Volunteer Spotlight: Sarah Wolodkiewicz

Name: Sarah Wolodkiewicz

How long have you been a volunteer?
14 years

What areas do you work in/what sort of tasks do you do?
Home care, makes salads once a month for family dinners in the Care Center, and has worked fundraisers.

What made you decide to become a volunteer?
A friend of mine was caring for her mother at home and she had enlisted the help of hospice. She just had wonderful things to say about it. It wasn’t Angela Hospice but that’s how I learned about the whole concept. I thought, I think that’s something I could do at some point.

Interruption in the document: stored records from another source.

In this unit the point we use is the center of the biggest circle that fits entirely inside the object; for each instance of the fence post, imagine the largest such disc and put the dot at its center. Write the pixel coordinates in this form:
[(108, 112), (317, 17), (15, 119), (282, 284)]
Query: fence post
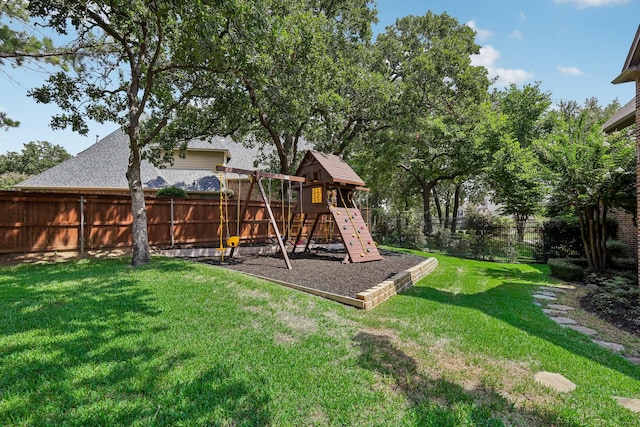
[(172, 226), (82, 248)]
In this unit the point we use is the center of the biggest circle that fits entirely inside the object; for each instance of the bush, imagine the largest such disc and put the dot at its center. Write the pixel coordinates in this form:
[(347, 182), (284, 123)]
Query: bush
[(561, 238), (624, 264), (616, 298), (172, 191), (569, 269), (616, 248)]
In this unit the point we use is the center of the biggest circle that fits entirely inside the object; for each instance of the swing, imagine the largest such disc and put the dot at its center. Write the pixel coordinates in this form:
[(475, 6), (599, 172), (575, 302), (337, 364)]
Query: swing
[(231, 241)]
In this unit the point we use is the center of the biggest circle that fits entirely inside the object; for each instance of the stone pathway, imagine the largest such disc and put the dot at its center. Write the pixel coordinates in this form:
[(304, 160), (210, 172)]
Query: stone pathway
[(559, 313)]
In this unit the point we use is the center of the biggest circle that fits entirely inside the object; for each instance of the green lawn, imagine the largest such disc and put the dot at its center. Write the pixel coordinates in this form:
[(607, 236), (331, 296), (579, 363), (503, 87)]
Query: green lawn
[(96, 342)]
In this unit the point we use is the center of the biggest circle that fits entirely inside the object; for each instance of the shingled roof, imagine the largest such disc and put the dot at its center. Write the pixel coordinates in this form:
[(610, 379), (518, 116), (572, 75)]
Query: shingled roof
[(335, 167), (624, 117), (631, 68), (104, 164)]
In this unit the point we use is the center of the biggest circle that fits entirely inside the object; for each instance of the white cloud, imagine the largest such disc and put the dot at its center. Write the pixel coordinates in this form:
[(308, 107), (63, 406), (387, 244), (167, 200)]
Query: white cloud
[(516, 35), (522, 17), (488, 57), (507, 76), (482, 34), (582, 4), (570, 71)]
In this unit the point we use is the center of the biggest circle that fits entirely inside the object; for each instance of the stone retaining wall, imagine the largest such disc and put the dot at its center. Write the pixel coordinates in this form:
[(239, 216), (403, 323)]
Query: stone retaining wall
[(396, 284)]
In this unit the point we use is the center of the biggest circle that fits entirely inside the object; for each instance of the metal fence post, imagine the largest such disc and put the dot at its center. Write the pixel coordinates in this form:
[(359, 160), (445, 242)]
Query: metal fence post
[(173, 240)]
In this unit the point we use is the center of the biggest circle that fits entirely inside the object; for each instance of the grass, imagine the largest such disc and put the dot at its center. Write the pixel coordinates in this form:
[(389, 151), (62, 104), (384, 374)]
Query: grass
[(96, 342)]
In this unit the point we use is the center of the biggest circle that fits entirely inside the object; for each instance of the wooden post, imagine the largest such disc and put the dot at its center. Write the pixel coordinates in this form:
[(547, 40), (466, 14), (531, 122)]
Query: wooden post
[(173, 239), (274, 224), (299, 234), (313, 230), (82, 248)]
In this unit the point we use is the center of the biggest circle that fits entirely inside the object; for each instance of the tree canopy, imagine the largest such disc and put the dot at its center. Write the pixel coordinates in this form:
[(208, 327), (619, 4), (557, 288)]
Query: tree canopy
[(34, 158), (590, 172), (133, 59)]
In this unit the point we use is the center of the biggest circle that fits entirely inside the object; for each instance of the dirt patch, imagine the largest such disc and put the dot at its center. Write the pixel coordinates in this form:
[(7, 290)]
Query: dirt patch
[(322, 270)]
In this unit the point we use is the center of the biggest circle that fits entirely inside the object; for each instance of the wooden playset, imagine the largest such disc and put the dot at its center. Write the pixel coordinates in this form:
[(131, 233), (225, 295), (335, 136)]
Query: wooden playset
[(326, 186)]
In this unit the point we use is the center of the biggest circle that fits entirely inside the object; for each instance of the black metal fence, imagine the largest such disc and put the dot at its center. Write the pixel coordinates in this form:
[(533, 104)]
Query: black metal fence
[(479, 237), (506, 242)]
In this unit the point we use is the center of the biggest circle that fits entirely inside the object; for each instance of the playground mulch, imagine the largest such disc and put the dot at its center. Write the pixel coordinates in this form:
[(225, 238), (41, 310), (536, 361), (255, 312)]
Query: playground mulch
[(322, 270)]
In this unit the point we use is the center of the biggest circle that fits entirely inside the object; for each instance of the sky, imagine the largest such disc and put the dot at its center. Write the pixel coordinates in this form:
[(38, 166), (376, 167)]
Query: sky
[(574, 48)]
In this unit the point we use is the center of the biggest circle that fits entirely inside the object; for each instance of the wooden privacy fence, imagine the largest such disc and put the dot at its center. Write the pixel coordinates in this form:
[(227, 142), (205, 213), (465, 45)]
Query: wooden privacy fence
[(41, 222)]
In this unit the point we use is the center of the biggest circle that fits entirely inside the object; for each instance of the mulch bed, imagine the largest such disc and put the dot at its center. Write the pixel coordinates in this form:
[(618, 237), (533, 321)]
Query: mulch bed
[(323, 271)]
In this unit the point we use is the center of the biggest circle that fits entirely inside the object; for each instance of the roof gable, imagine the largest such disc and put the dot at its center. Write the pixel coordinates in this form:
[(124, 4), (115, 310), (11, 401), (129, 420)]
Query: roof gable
[(104, 165), (334, 166)]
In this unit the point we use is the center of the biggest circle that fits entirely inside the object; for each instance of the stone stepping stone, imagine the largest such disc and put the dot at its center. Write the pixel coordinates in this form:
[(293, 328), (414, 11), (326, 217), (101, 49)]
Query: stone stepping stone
[(564, 320), (610, 345), (544, 297), (549, 294), (560, 307), (581, 329), (553, 312), (551, 289), (634, 360), (555, 381), (630, 404)]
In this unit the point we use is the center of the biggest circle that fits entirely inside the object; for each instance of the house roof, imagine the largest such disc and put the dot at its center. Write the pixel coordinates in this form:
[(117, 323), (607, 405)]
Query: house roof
[(624, 117), (104, 164), (337, 168), (631, 69)]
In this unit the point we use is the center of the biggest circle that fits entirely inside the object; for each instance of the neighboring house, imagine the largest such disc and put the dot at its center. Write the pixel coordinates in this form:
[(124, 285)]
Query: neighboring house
[(630, 113), (101, 168)]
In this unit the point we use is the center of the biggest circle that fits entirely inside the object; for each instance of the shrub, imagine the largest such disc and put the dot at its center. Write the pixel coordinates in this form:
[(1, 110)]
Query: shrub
[(624, 264), (569, 269), (172, 191), (561, 238), (616, 248), (617, 299)]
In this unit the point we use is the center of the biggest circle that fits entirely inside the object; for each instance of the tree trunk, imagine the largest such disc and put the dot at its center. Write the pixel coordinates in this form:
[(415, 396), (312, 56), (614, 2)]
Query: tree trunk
[(140, 236), (594, 236), (447, 210), (456, 205), (426, 205), (436, 201), (521, 221)]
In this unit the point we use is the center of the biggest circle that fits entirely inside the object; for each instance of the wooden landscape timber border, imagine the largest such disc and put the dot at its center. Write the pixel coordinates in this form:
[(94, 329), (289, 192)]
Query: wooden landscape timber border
[(374, 296), (34, 222)]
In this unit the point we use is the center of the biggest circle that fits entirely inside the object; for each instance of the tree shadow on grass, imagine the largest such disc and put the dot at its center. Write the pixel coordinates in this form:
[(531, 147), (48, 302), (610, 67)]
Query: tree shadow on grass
[(436, 401), (500, 302), (78, 347)]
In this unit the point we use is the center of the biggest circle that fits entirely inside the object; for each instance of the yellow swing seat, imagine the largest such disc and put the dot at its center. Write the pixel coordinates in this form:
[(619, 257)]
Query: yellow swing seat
[(233, 241)]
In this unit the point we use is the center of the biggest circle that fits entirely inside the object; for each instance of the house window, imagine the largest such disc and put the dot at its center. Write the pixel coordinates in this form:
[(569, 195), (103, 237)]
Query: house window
[(316, 195)]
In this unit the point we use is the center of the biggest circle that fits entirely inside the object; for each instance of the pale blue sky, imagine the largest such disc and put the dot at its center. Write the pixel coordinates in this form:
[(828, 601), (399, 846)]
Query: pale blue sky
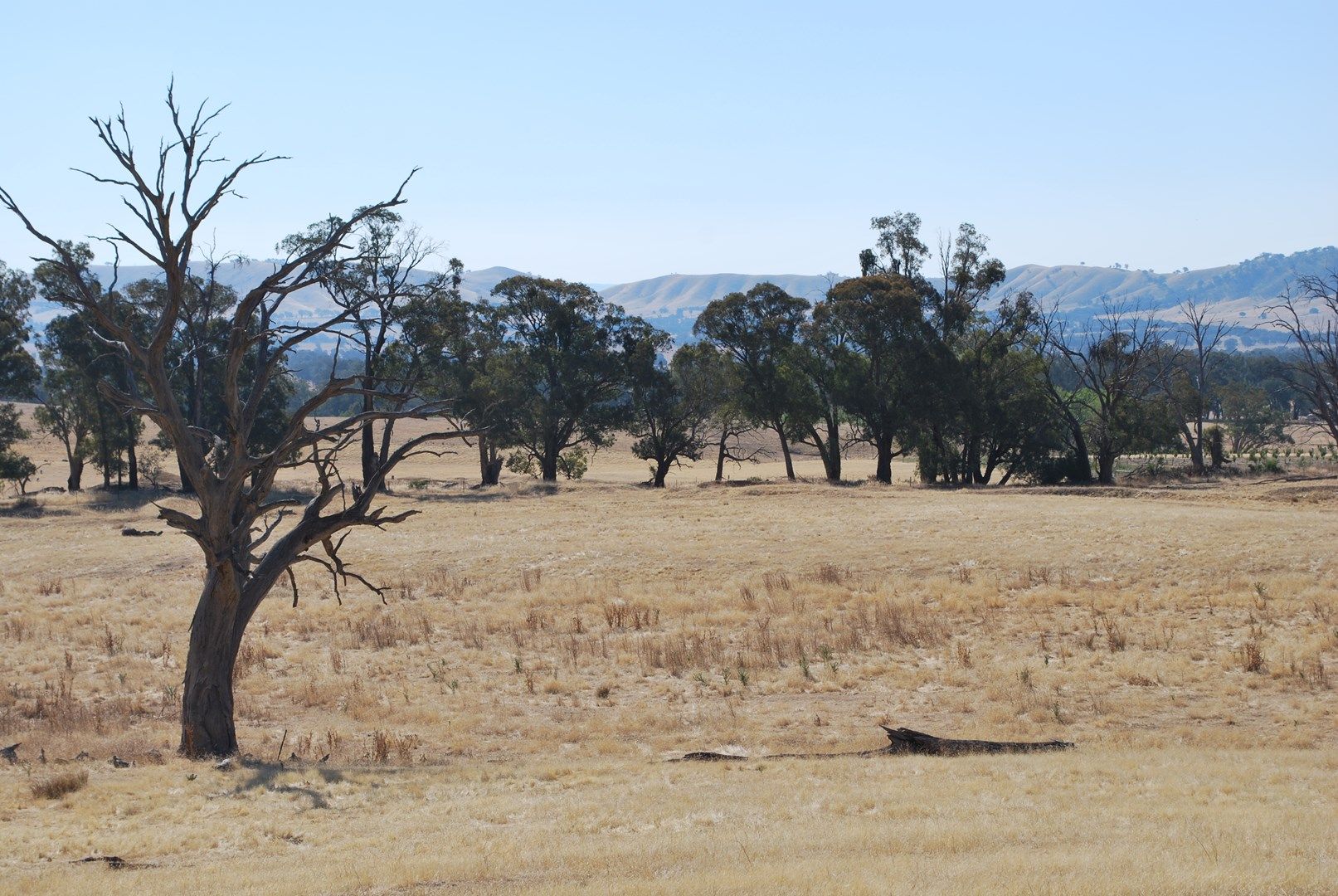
[(620, 141)]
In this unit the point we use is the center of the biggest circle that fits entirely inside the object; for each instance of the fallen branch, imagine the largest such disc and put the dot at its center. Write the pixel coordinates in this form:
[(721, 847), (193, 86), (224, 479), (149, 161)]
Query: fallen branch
[(902, 741)]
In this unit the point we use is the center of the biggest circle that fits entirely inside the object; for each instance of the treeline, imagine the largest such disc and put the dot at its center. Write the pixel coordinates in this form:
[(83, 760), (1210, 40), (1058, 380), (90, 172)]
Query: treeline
[(549, 372)]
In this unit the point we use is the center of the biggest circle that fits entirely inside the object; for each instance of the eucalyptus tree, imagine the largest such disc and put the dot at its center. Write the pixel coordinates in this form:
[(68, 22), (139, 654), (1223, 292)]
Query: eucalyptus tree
[(1117, 362), (70, 400), (759, 330), (565, 368), (373, 282), (462, 344), (883, 358), (672, 406), (251, 537), (1314, 375), (1191, 377)]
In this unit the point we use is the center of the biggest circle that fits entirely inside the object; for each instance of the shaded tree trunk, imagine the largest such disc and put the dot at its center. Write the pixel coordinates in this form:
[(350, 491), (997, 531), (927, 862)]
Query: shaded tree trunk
[(829, 450), (1083, 460), (883, 448), (131, 460), (549, 465), (1106, 465), (785, 450), (368, 444), (490, 465), (207, 703)]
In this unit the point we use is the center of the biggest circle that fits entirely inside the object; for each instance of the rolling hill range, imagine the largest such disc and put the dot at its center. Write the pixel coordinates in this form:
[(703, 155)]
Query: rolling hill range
[(1241, 292)]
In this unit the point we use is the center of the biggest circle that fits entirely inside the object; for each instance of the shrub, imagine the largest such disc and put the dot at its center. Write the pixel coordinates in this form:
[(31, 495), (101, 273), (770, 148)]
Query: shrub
[(59, 786)]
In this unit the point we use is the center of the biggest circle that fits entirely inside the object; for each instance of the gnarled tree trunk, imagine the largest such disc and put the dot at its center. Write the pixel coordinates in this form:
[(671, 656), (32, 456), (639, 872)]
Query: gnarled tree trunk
[(207, 701)]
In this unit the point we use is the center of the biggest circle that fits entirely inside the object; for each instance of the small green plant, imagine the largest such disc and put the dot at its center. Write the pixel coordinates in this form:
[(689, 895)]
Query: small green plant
[(59, 786)]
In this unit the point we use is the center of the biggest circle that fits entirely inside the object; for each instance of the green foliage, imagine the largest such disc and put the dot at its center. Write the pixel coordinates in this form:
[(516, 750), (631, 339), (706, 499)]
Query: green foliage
[(17, 369), (759, 330), (1253, 420), (1215, 447), (563, 368)]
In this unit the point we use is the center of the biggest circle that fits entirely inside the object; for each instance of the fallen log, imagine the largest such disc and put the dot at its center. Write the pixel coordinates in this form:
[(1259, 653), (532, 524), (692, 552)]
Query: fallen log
[(905, 740), (901, 741)]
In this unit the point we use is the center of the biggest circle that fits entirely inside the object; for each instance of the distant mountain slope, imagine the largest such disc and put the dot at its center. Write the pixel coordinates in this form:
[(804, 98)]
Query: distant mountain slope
[(1241, 292)]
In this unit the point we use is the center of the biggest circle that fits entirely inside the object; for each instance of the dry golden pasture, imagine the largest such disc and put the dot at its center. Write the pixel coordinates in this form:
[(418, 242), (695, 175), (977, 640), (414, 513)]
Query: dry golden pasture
[(504, 721)]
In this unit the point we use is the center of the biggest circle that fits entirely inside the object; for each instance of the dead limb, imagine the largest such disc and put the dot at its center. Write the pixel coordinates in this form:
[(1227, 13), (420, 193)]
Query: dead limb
[(901, 741)]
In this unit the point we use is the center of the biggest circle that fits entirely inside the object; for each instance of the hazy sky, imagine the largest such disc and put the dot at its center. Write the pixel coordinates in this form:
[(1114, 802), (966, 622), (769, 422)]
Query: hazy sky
[(611, 142)]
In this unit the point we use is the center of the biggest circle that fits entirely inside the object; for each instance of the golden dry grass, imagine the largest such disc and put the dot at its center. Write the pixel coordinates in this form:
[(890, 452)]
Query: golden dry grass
[(502, 723)]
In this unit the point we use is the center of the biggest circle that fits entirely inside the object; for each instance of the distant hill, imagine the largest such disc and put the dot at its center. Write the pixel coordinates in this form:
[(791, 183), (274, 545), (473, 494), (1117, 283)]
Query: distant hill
[(1241, 292)]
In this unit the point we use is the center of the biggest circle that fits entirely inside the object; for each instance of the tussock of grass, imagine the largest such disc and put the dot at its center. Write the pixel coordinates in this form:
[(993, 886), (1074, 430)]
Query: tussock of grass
[(59, 786)]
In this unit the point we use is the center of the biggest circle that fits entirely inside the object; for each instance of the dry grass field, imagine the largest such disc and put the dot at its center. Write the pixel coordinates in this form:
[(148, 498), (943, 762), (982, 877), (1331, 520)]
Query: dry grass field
[(504, 721)]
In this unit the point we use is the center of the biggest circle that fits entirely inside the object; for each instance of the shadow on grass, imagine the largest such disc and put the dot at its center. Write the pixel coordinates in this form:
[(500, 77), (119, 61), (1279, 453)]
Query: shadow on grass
[(30, 507)]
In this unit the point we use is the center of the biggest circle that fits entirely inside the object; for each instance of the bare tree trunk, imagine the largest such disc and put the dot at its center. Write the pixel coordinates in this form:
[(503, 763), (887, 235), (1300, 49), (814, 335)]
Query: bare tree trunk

Then I saw an article in the newspaper, one of the Observers, about volunteering and coming to a training session for a hospice in Plymouth. So I cut that out and put it on my refrigerator, where it stayed for probably another three or four years. Then finally, I had a child and she went to school, then I had time that I could devote to it.

Why Angela Hospice?
Basically because I live really close.

Favorite part about volunteering?
The caregivers that I have met in their homes. I’ve met some really beautiful people. I don’t know how they do it. I mean 24/7, it’s their life. In some cases it goes on for years. A lot of people wait too long to get hospice and a couple of months

Sarah often helps prepare meals for patients.
What is one of your favorite stories or memories from volunteering?
The patient that I had for two years was younger than I was and had ALS. She couldn’t talk and we used the letter board to communicate. She had a great sense of humor. There was more than one occasion when I had to help her use the bathroom and we were laughing so hard I thought we were going to fall over. She was heavier than I was and we were trying to do it and she just starts giggling. She’s shaking from laughing so hard. That just kind of put me at ease because I thought, I don’t normally do this. But when a person has to go you don’t say no, you’ll have to wait for another hour-and-a-half until someone else gets here. That whole scene she had such a great sense of humor about my struggling to get her just up from her chair and over to the bathroom. It doesn’t seem like it was a huge thing but she weighed more than I did and it wasn’t my expertise. That was a funny moment.

More recently I had a placement where it turns out I knew the caregiver. I had met her years ago at a Bible study. When she opened the door the first time I went, you could just see this relief over her knowing that it was going to be someone she knew. That always amazes me that people take me into their homes, sight unseen, and trust me with their person for two hours. I think that tells you, one, how much they need the break, and two, how trusting they are. But I could see her body language…like, I know you. And then she smiled. It was a neat feeling and I thought, oh good, she’s going to be comfortable with this right away. That was neat.